Module: Differential Calculus

Latest Module Specifications

Current Academic Year 2025 - 2026

Module Title	Differential Calculus
Module Code	MTH1013 (ITS: MS112)
Faculty	Mathematical Sciences	School	Science & Health
NFQ level	8	Credit Rating	5

Description

This module covers the differential calculus of functions of one real variable. Main topics are limits, continuity and derivatives of functions.

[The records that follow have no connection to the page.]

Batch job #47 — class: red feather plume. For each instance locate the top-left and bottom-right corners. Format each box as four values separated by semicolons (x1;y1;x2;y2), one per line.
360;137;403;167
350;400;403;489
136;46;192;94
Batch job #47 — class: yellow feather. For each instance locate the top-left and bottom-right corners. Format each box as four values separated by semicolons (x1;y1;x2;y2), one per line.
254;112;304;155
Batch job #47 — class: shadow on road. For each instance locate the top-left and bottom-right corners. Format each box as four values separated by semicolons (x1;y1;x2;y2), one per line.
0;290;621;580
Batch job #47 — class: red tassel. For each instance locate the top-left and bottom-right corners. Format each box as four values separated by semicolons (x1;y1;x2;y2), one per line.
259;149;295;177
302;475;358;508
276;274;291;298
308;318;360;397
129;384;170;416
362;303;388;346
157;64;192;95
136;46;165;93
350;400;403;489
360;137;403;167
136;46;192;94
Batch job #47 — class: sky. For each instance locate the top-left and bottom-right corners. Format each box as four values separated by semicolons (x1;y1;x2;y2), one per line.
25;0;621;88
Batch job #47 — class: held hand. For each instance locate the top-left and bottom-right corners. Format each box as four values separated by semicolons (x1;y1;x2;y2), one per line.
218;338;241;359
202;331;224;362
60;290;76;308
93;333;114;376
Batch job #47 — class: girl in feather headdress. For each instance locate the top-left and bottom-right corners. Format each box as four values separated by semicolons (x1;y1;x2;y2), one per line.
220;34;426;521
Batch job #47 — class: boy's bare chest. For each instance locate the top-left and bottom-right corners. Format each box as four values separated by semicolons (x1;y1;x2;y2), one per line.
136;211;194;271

The module aims to balance theoretical foundations (definitions and theorems), computational skills (practising the rules of calculus) and applications (optimisation and systematic approximation using Taylor polynomials).

Learning Outcomes

1. State and use the definitions of limit and continuity.
2. Compute a variety of limits and determine the continuity of a variety of functions.
3. Apply theorems for continuous functions in a variety of settings.
4. Differentiate a variety of functions
5. Apply derivatives in a variety of settings

*Type*	*Hours*	*Description*
Workload	Full time hours per semester
Lecture	24	Lectures on course content
Tutorial	12	Weekly tutorials
Independent Study	89	No Description
Total Workload: 125

Section Breakdown
CRN	11193	Part of Term	Semester 1
Coursework	0%	Examination Weight	0%
Grade Scale	40PASS	Pass Both Elements	Y
Resit Category	RC3	Best Mark	N
Module Co-ordinator		Module Teacher	Paul Razafimandimby

Type	Description	% of total	Assessment Date
Assessment Breakdown
Assignment	Continuous assessment	25%	n/a
Formal Examination	End-of-Semester Final Examination	75%	End-of-Semester

Reassessment Requirement Type
Resit arrangements are explained by the following categories; RC1: A resit is available for both^* components of the module. RC2: No resit is available for a 100% coursework module. RC3: No resit is available for the coursework component where there is a coursework and summative examination element. ^* ‘Both’ is used in the context of the module having a coursework/summative examination split; where the module is 100% coursework, there will also be a resit of the assessment

Pre-requisite	None
Co-requisite	None
Compatibles	None
Incompatibles	None

All module information is indicative and subject to change. For further information,students are advised to refer to the University's Marks and Standards and Programme Specific Regulations at: http://www.dcu.ie/registry/examinations/index.shtml

Indicative Content and Learning Activities

FUNCTIONS
Polynomials, rational functions, power functions, exponential functions, cos, sin and log. General concepts, including natural domain, even and odd functions, multiples, sums, products and compositions.

LIMITS
Definition, computational rules, Squeeze Theorem.

CONTINUITY
Definition. Determining the continuity of a function. Boundedness Theorem, Extreme Value Theorem and Intermediate Value Theorem.

DERIVATIVES
Definition and relation to increasing/decreasing functions. Computational rules (including product rule, chain rule, quotient rule and Inverse Function Theorem).

APPLICATIONS OF DERIVATIVES
Local and global extreme values. Taylor's Theorem and systematic approximation.

Indicative Reading List

Books:
None

Articles:
None

Other Resources

None